Join us for a reading with Sasha Sagan at Cambridge Public Library, interviewed on-stage by Harvard University chaplain Greg Epstein, from her new book For Small Creatures Such as We. Part memoir, part guidebook, and part social history, For Small Creatures Such as We is the first book from the daughter of Carl Sagan and Ann Druyan—a luminous exploration of Earth’s marvels that require no faith in order to be believed.
Sasha Sagan grew up in a secular home where she learned to appreciate the profound beauty of this world and beyond. Her distinguished parents—astronomer/educator Carl Sagan and award-winning writer/producer Ann Druyan of Cosmos and Contact fame—introduced her to a vast and fascinating cosmos and explained how the rigors of science revealed truths more wondrous than any religion, myth, or fable. They taught her that science was a way to see the world as it really is, not as we’d like it to be. Yet, with ancestral Jewish roots, Sagan also learned to rely on a range of rituals, both religious and secular, woven into the fabric of her daily life.
Sagan was just fourteen when her father died, a defining loss she explores in these pages. With the birth of her own daughter many years later, Sagan became determined to grow the solid secular foundation her loving parents provided.

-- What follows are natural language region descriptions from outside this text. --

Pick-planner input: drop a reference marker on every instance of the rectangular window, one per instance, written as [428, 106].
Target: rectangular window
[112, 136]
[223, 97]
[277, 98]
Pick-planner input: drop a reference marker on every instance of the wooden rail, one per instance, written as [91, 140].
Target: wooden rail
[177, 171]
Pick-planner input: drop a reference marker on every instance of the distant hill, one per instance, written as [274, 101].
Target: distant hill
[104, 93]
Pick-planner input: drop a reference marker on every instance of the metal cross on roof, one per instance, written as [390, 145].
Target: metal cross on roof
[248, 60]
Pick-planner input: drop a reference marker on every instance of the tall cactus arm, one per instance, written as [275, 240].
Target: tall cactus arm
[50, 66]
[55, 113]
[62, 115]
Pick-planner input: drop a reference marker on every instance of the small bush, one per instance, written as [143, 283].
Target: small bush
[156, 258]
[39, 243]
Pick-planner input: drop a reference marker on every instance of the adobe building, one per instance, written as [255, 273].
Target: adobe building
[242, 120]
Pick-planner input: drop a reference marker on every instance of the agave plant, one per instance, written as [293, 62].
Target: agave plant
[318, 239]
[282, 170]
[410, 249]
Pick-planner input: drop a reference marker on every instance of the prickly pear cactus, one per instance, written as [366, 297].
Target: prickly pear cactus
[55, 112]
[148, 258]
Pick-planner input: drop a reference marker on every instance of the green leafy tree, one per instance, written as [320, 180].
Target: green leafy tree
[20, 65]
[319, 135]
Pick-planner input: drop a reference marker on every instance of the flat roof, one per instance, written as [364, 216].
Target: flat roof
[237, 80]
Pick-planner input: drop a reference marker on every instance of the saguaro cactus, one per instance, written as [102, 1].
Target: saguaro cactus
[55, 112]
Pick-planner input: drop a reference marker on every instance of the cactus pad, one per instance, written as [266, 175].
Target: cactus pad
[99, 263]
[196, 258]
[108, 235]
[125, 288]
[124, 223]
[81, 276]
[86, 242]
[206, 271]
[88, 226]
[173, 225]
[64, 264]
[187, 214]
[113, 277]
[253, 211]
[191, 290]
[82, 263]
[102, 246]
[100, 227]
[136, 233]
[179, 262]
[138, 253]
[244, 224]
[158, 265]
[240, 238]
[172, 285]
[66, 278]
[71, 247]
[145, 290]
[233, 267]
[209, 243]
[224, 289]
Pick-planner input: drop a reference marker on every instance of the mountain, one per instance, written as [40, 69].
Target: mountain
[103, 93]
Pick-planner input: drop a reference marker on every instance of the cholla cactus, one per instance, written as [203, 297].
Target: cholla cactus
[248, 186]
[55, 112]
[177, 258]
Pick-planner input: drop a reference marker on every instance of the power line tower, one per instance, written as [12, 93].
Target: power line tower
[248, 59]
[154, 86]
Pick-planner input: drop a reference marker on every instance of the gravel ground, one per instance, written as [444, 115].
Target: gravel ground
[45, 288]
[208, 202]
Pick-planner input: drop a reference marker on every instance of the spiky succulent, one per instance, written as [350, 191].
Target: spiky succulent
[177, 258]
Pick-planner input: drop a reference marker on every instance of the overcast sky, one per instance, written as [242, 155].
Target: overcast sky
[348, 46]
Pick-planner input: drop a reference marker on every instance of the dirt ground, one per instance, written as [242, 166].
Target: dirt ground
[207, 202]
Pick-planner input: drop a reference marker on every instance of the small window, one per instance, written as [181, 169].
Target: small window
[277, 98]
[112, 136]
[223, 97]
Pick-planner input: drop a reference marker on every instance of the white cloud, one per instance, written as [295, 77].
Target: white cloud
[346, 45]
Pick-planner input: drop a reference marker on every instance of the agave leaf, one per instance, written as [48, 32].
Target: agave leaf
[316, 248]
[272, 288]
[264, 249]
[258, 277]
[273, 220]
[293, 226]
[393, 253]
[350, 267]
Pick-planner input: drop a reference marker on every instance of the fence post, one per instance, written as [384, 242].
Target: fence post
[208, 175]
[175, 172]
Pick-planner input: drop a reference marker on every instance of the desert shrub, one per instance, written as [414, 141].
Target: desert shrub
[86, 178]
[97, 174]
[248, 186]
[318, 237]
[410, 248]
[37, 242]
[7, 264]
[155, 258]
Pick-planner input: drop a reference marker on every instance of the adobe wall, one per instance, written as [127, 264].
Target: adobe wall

Sagan began a dual quest: to probe the meaning of life and to unveil the natural phenomena behind humanity’s most treasured occasions—from births to deaths, holidays to weddings, anniversaries to celebrations of every stripe. She hoped she, too, could find a worldview to pass on to her child.
Now she shares her discoveries in FOR SMALL CREATURES SUCH AS WE: Rituals for Finding Meaning in Our Unlikely World, a road map for finding joy, overcoming loss, and creating our own rituals over the course of a year—and a life.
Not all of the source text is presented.